Este primer encuentro fue, como lo hicimos saber desde el inicio, el “campamento base” desde el cual esperamos ascender a las cumbres en medio de un complejo momento que vivimos como sociedades. Fue así como a partir de la generación de un espacio pródigo de confianza, empatía y reflexión personal estuvimos, cerca de la mitad del tiempo, centrados en descubrir los sueños, los anhelos de cambio, como también en reconocer lo que nos limita, lo que nos frena, los paradigmas que deben ser modificados, como las conductas y limitaciones que requieren ser traspasadas.
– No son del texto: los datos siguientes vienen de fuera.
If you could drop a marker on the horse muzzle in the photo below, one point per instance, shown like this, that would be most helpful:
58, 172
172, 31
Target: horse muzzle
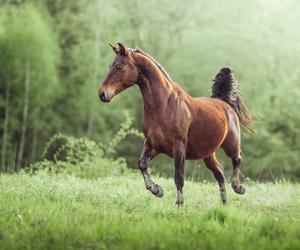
106, 96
Todo ello en el entendido que mientras más alto queramos escalar, más profundo debemos ir en nuestra conciencia personal de quienes somos, lo que nos frena y lo que queremos crear.
En la cultura occidental, que funda su actuar en procesos tan planificados, tan racionales y principalmente donde hemos sido educados “al resultado”, no fueron menores las tensiones generadas, sobre todo cuando, más allá de un eje conductor en el programa de esos días, el equipo organizador estuvo dispuesto a confiar en la sabiduría colectiva y permanecer en la escucha de este proceso profundamente innovador y creativo, al punto que luego de este proceso de preparación del terreno, sólo fue necesario un solo día para que emergieran los desafíos en diversos ámbitos de trabajo, como los proyectos que podrían responder y dar pistas de solución para cada uno de ellos.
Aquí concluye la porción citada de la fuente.